После похорон отца Дуняха, отчаюга-девка, длиннокосая красавица, не стала выпрашивать у братьев себе приданого. По большой дороге много всякого народа ездит - умей только видеть, слышать и понимать. Подсела бой-девка к проезжему удальцу-молодцу в кошёвку с ковровым пологом. Умчали серые в яблоках кони-звери Дуняху Басову по накатанному зимнику в сторону Волги. И с концом. Сожрал тракт девку. Ничего о ней не было слышно с тех пор.
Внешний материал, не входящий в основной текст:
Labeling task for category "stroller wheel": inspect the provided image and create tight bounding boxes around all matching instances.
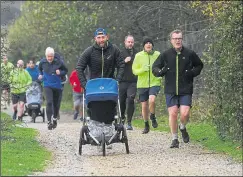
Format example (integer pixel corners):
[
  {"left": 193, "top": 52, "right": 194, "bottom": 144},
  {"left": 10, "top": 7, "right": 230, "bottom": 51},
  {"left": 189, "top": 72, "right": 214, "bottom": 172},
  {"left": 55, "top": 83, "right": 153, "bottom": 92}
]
[
  {"left": 101, "top": 133, "right": 105, "bottom": 156},
  {"left": 42, "top": 108, "right": 46, "bottom": 122},
  {"left": 122, "top": 126, "right": 129, "bottom": 154},
  {"left": 31, "top": 111, "right": 36, "bottom": 123}
]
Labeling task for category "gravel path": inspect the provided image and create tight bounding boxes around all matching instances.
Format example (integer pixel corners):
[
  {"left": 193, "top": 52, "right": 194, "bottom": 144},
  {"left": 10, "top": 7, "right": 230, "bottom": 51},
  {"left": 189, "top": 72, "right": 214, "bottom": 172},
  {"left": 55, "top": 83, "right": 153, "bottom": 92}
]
[{"left": 1, "top": 106, "right": 242, "bottom": 176}]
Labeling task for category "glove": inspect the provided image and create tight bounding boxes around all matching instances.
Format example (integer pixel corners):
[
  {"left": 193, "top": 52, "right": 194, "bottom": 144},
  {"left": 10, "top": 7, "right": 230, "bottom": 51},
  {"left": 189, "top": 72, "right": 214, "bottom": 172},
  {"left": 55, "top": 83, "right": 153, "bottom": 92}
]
[{"left": 185, "top": 70, "right": 193, "bottom": 79}]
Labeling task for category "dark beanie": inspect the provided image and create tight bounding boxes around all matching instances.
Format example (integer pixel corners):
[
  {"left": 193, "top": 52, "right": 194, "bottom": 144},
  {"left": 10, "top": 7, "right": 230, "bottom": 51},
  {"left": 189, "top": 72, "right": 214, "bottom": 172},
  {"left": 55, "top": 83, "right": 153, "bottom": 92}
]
[{"left": 143, "top": 36, "right": 154, "bottom": 47}]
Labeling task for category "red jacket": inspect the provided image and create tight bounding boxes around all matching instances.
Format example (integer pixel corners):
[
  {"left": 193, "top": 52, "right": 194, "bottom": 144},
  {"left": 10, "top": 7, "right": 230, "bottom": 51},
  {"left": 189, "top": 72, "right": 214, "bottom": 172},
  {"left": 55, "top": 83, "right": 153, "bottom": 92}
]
[{"left": 69, "top": 70, "right": 84, "bottom": 93}]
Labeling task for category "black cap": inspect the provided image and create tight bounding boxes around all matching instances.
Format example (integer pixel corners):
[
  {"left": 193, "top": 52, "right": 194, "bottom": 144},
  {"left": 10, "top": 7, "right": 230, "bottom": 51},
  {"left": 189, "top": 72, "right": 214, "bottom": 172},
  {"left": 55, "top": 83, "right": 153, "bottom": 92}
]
[{"left": 143, "top": 36, "right": 154, "bottom": 47}]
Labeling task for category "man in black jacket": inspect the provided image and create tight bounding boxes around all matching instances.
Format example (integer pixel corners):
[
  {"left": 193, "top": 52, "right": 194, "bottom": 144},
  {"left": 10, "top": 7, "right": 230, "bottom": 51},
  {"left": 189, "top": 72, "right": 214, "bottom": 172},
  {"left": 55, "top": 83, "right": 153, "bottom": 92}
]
[
  {"left": 152, "top": 30, "right": 203, "bottom": 148},
  {"left": 76, "top": 28, "right": 125, "bottom": 120},
  {"left": 119, "top": 35, "right": 137, "bottom": 130},
  {"left": 76, "top": 28, "right": 125, "bottom": 88}
]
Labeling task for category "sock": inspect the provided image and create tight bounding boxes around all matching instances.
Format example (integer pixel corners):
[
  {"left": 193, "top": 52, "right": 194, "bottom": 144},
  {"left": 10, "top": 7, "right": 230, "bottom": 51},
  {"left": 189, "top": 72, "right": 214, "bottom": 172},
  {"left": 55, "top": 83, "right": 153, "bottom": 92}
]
[
  {"left": 172, "top": 133, "right": 178, "bottom": 140},
  {"left": 180, "top": 123, "right": 186, "bottom": 130}
]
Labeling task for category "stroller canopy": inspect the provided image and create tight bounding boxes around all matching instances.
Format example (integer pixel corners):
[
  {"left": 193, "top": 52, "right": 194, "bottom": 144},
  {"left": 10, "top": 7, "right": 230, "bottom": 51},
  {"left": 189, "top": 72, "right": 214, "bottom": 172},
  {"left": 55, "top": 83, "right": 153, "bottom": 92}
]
[{"left": 85, "top": 78, "right": 118, "bottom": 104}]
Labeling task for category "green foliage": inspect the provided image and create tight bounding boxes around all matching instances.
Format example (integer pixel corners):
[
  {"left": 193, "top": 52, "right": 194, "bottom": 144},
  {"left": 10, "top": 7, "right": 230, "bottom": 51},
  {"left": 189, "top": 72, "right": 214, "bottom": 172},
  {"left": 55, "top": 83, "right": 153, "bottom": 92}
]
[{"left": 1, "top": 113, "right": 51, "bottom": 176}]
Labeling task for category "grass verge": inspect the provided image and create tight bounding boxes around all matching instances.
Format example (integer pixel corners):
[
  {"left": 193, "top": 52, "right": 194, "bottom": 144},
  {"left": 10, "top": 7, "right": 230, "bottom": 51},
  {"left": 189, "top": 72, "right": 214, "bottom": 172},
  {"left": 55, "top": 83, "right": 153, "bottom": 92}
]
[
  {"left": 1, "top": 113, "right": 51, "bottom": 176},
  {"left": 132, "top": 116, "right": 243, "bottom": 162}
]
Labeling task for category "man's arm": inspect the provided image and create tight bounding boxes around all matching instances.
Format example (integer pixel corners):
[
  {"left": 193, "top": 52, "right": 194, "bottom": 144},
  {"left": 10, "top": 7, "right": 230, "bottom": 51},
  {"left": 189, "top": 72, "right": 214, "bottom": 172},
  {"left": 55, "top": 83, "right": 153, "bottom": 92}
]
[
  {"left": 75, "top": 46, "right": 93, "bottom": 88},
  {"left": 191, "top": 51, "right": 203, "bottom": 77}
]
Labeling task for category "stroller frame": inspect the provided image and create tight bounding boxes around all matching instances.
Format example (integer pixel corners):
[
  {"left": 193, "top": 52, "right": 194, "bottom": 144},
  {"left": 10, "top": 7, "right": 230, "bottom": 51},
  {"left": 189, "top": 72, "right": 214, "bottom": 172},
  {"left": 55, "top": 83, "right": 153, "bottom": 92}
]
[
  {"left": 79, "top": 78, "right": 129, "bottom": 156},
  {"left": 21, "top": 81, "right": 45, "bottom": 123}
]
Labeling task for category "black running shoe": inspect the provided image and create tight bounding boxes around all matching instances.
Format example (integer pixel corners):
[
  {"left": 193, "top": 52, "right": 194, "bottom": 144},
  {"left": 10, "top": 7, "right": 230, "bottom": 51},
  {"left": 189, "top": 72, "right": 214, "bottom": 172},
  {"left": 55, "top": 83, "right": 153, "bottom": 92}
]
[
  {"left": 180, "top": 128, "right": 190, "bottom": 143},
  {"left": 170, "top": 139, "right": 179, "bottom": 148},
  {"left": 142, "top": 122, "right": 149, "bottom": 134}
]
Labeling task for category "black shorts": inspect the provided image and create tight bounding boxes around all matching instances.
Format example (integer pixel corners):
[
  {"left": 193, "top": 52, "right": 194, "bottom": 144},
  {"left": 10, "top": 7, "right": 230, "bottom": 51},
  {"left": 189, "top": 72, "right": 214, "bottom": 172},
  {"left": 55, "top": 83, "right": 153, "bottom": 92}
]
[
  {"left": 165, "top": 94, "right": 192, "bottom": 108},
  {"left": 1, "top": 84, "right": 10, "bottom": 92},
  {"left": 12, "top": 92, "right": 26, "bottom": 104},
  {"left": 137, "top": 86, "right": 160, "bottom": 102}
]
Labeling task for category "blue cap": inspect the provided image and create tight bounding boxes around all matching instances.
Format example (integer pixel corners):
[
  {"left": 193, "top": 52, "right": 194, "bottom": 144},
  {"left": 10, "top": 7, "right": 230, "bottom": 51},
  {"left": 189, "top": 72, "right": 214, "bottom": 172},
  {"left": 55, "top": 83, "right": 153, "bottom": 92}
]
[{"left": 94, "top": 28, "right": 107, "bottom": 36}]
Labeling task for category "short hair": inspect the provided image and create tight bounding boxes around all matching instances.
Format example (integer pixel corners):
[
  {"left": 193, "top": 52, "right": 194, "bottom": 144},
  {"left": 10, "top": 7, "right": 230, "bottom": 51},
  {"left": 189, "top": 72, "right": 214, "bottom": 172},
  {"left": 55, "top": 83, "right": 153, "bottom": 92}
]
[
  {"left": 46, "top": 47, "right": 55, "bottom": 56},
  {"left": 125, "top": 34, "right": 134, "bottom": 40},
  {"left": 170, "top": 29, "right": 182, "bottom": 39}
]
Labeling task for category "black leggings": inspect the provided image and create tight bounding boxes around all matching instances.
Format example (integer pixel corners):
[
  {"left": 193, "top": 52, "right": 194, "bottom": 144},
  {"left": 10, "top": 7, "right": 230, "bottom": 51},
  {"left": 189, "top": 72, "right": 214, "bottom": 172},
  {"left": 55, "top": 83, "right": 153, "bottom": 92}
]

Может, побаловаться с девчонкой задумал гусар в собольей шубе с чёрными усиками над губой? Побаловался и ссадил невесть где посередь дороги - шагай дурёха пановская! Правда, не таковская эта девка, чтобы легко было её захомутать. А, может, висит где-то в петле на осиновом суку, окоченевшая, и вороны глаза повыклевали. Растаял за кошёвкой снежный вихорок - из памяти вычеркнута.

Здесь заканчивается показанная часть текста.